Moreover, he said, they could initially pair the machine with a CO2 consumer – and this is why Lackner and the Global Research Technologies team think they can bring the scrubber to market even without a place to sequester the carbon dioxide at first.

Dry-ice users, soda-pop makers or oil-shale miners could all be prospective customers, according to Lackner. And Global Research Technologies could edge into these CO2 markets, he said, by offering lower prices since the scrubber could be located near CO2 consumers to bypass the energy costs of transport.

If the first scrubbers can turn a profit in these existing CO2 markets, Lackner and Global Research Technologies could build up economies of scale and fine tune the scrubber design in preparation for a larger launch that could really make a dent in carbon dioxide levels. 

The question remains, however, whether their price for CO2 – at first an estimated $100 a ton – could really be competitive with current purchase prices.

“These are all technologists,” Schrag said. “So when they talk about prices you have to be very careful.” Charging $100 per ton of CO2, he said, would be like charging $300 or $400 per ton of coal, when it currently trades at $30 or $40.

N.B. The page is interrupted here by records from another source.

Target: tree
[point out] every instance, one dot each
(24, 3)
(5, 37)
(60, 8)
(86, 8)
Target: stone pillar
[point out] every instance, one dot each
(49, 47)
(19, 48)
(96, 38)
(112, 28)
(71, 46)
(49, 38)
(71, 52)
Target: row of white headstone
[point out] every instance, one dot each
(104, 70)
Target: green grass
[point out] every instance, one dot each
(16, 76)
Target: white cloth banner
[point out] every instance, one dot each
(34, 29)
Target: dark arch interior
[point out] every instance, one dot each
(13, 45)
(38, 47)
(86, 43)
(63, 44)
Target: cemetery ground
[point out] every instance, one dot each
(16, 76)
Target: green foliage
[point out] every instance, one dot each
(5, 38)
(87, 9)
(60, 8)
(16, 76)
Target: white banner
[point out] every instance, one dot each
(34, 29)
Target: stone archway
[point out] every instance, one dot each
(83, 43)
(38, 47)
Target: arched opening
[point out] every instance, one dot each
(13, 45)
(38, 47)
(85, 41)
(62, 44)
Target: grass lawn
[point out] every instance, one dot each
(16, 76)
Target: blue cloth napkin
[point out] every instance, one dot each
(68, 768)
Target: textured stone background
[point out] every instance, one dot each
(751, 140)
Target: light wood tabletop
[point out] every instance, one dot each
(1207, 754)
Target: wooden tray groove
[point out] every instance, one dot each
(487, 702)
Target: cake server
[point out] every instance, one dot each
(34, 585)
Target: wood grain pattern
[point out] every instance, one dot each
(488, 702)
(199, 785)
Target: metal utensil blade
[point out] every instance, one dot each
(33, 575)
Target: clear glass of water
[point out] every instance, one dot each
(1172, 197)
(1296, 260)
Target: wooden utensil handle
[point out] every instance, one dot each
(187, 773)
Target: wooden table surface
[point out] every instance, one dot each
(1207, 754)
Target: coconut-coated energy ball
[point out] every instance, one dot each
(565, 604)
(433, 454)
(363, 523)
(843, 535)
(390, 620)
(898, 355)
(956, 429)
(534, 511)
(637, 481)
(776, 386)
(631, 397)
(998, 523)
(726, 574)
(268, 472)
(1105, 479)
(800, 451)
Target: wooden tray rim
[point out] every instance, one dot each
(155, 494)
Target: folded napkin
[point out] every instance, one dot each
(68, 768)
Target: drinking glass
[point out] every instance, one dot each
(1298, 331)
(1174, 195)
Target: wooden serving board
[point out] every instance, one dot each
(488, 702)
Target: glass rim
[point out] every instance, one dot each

If the U.S. and other countries make emissions reductions mandatory through cap and trade regimes, however, CO2 trading prices could rise as companies are forced to buy up offsets to balance out their emissions. In such a setting, Global Research Technologies – and other companies that capture carbon dioxide – could sell offsets.

In any case, although the future trading price of CO2 remains unknown, the allure of what Lackner and other air-capture technology proponents say they can offer is irrefutable.

“I could collect 100 tons of CO2 and come to you and say: ‘Would you like a car that has no CO2 emissions over its lifetime?’” Lackner said. “Because the CO2 emissions of this car over its lifetime will be roughly 100 tons and I could have collected all of the CO2 the day the car was made.”